The Greens want new laws to increase competition between the two food retail giants. (Joel Carrett/AAP PHOTOS)

By Dominic Giannini in Canberra

Supermarkets that steamroll their customers and suppliers could be stripped of investments and properties under proposed laws.

The Greens will push divestiture powers in the Senate this week, allowing the government to step in and break up food retail giants.

The Nationals and some independents are also calling for such “big stick” laws.

Prime Minister Anthony Albanese has ruled it out, liking divestiture powers to the former Soviet Union.

Supermarket giants have had it too easy for too long, Greens senator Nick McKim said, as households struggled to balance strained budgets with high food prices.

“We need to stop supermarket corporations ruthlessly using their market power to gouge prices while raking in billions of dollars in profits,” he said.

“The market dominance of Coles and Woolworths gives them the power to crush farmers, squeeze out competition and shaft their customers.”

Divestiture powers targeting the supermarket duopoly were nothing new, Senator McKim said.

The United Kingdom, United States, Ireland, Italy and the Netherlands have similar laws.

The powers would also cover big banks and energy giants to ensure competition across different sectors, Senator McKim said.

Nationals Senator Bridget McKenzie said her party backed divestiture powers, while taking aim at Mr Albanese over his comments it was Soviet-like.

“The US, a whole range of our G20 competitors have divestiture powers, as a way to mitigate against duopolies and the misuse of market powers,” he told Nine’s Today on Tuesday.

“It’s something that we’ve been very strong proponents of for a long time.”

Coles and Woolworths have been accused of strong-arming suppliers, stitching up farmers and shafting customers.

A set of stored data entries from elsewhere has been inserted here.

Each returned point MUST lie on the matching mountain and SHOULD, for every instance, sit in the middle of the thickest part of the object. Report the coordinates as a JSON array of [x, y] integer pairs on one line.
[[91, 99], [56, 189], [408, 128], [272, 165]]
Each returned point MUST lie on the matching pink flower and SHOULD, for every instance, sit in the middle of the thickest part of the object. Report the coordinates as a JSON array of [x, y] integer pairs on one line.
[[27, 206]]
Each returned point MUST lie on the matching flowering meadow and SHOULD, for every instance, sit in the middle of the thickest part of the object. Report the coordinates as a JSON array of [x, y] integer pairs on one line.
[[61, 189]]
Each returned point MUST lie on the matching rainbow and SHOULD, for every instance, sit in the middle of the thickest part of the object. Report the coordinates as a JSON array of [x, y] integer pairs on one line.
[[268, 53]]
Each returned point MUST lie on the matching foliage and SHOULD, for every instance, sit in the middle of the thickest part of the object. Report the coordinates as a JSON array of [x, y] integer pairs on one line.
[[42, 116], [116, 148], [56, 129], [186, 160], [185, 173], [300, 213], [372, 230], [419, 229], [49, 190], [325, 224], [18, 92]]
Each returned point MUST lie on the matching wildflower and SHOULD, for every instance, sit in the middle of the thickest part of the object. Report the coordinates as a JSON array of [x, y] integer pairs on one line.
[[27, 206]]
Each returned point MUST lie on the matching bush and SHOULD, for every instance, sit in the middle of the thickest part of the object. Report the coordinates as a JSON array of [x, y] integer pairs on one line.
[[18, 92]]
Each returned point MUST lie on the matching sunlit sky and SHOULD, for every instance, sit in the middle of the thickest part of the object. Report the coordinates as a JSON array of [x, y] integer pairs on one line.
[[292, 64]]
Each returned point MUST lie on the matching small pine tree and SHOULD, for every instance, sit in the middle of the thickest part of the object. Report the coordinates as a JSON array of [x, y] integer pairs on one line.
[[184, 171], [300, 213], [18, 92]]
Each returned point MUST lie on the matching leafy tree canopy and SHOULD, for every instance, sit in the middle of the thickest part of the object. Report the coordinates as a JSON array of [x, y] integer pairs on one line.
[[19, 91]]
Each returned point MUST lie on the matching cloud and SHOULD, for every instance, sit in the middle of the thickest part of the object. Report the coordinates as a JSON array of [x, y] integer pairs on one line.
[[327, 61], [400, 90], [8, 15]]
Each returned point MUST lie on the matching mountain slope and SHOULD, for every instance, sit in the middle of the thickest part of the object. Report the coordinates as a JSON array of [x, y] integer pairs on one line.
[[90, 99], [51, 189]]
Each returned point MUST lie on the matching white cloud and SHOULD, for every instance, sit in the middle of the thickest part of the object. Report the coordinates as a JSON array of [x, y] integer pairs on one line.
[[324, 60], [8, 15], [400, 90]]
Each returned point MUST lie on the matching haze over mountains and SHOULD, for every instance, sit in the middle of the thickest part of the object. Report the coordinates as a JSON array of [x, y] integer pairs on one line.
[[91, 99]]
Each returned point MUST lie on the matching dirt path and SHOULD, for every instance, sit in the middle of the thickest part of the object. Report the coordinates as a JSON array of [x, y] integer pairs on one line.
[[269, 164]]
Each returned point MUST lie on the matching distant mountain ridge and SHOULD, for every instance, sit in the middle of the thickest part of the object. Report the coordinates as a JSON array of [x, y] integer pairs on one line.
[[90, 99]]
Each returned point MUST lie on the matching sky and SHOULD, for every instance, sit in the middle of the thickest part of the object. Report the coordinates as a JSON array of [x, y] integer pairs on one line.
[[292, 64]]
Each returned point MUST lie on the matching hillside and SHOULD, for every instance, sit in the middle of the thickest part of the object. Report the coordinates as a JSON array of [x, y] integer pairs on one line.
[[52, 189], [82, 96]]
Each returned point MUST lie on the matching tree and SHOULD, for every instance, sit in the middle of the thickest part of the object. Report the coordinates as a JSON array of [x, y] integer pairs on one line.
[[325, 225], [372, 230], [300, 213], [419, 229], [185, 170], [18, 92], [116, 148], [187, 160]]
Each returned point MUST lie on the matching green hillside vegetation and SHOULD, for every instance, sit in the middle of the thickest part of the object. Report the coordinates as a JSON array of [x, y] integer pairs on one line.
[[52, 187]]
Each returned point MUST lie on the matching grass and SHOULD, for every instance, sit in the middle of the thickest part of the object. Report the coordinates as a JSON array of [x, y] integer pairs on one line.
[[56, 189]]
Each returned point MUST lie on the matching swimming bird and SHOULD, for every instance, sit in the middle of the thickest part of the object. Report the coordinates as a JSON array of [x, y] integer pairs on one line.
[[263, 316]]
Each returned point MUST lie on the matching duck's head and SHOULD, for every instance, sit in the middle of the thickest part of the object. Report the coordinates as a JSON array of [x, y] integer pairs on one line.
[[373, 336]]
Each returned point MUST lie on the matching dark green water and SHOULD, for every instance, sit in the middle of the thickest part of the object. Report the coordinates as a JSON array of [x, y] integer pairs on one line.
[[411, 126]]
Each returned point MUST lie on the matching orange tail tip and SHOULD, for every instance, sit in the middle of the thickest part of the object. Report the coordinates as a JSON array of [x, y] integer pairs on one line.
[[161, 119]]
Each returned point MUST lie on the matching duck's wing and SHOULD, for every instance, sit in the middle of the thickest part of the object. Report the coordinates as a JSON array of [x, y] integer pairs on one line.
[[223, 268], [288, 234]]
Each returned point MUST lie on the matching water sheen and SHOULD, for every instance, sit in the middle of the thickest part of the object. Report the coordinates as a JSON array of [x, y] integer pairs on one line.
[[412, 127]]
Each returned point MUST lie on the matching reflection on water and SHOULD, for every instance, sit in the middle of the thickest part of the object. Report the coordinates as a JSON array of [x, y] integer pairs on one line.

The retailers have defended their prices and relationships, saying they were trying to balance fair prices for producers against low prices for customers.

The supermarkets are under pressure on several fronts, with a parliamentary inquiry and at least two external investigations underway.

One of them is the Food and Grocery Code of Conduct, which governs the relationship between supermarkets and producers.

“Many farmers have certainly spoken to me about how hard they find it to deal with the supermarket chains and the lack of transparency that exists in those negotiations,” Agriculture Minister Murray Watt said.

“This review of the code marks an important step towards understanding how our supermarket sector is working to deliver fair prices for everyday Australians and for our hardworking farmers.”